When shit works–I mean works, like on a level never before witnessed or even imagined–and consistently, you can’t help but start to like it. Sometimes a big company has inferior products but a superior marketing budget or established power and rams garbage down our throats. Realistically, Shimano could have done that. They could have chosen to outspend these little guys–for whom the OE market wasn’t even a factor–and crushed them the standard issue, soul-less business way. To their infinite credit, Shimano actually innovated to the top. They built drastically better stuff. That’s an honorable way to win.

Which brings us to our current situation.

The catalyst for Guitar Ted’s ponderings would seem to be an article in Bicycle Retailer and Industry News, which I’ve clipped for your reading pleasure here. “Are you ready for an 11-speed internal-gear road bike with electric shifting and diss [sic] brakes?” the article begins. Diss brakes aside, the nature of the upcoming components described in the article does suggest the big wheels at Shimano are once again turning, and the giant cannon is once again emerging from Shimano’s base of operations within a hollowed out mountain somewhere. But where to aim it?
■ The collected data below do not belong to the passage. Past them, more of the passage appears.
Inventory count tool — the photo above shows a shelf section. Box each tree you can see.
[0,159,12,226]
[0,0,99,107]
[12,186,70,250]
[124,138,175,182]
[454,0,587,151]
Gone are the scattered DIY insurgents Shimano obliterated last time. In their place stands the obvious competitor, SRAM. Though dwarfed by Shimano in terms of revenue, and seriously lacking a “fishing equipment” division, SRAM has seemed almost incapable of making a bad business decision over the past decade, carefully acquiring brands and rolling them up into a very legitimate powerhouse of a company. SRAM did a lot of the same things Shimano had done in the past, but also added a healthy dose of teenage instant-gratification. When Shimano was still saying, “No carbon fiber and go to bed by 10:00pm,” SRAM was busy giving us as much carbon shit as we could afford and letting us stay up all night if we wanted. Formidable stuff. Most notably SRAM took what had been a disadvantage–less ownership and control of their own supply chain and actual manufacturing processes–and turned it to their advantage. They seem to iterate like lightning, making Shimano, no slouch, seem ponderous by comparison. When it comes to mountain bikes in particular, SRAM absolutely out-innovated Shimano over the past five to ten years, thanks largely to listening to riders and being able to develop and bring to market products much more quickly.

But those with an ownership of their supply chain and manufacturing processes are starting to dominate again across all sectors. Apple, the kings of proprietary products and supply chain control, is a company now valued at nearly a half a trillion dollars. With a serious manufacturing advantage, Shimano is uniquely positioned to disrupt the industry yet again, but the real question is will they once again out-innovate everyone?

The biggest question for me–and something at the heart of all of this–is what about Fox? Check the Shimano patent drawing at the top of the post. Since 2009 alone, Shimano has applied for over a half dozen patents just in suspension systems–and these aren’t your Sunday-driver patents. They deal with electronic suspension monitoring and, more telling still, stuff like through-axles.

I included the drawing above because it raises the most interesting question of all: is Shimano about to turn on Fox? They’ve collaborated in the past, and Fox would certainly be a prime acquisition for Shimano, but Fox is no half-ass operation. They have interests and assets outside of the bicycle industry and a long history of independence. As the mountain bike world increasingly breaks down into game of SRAM vs. Shimano+Fox, you have to wonder what the through-axle patents Shimano is displaying say about their current relationship with Fox.

For one thing, that patent drawing looks a hell of a lot like a Fox 15QR system, but some of the embodiments (Shimano offers several within this patent) are even more like the Fox system. I’ll leave you today with those images, and you can ask yourself if we’re about to see a major partnership, or if Shimano’s about to eat Fox’s lunch. If they can.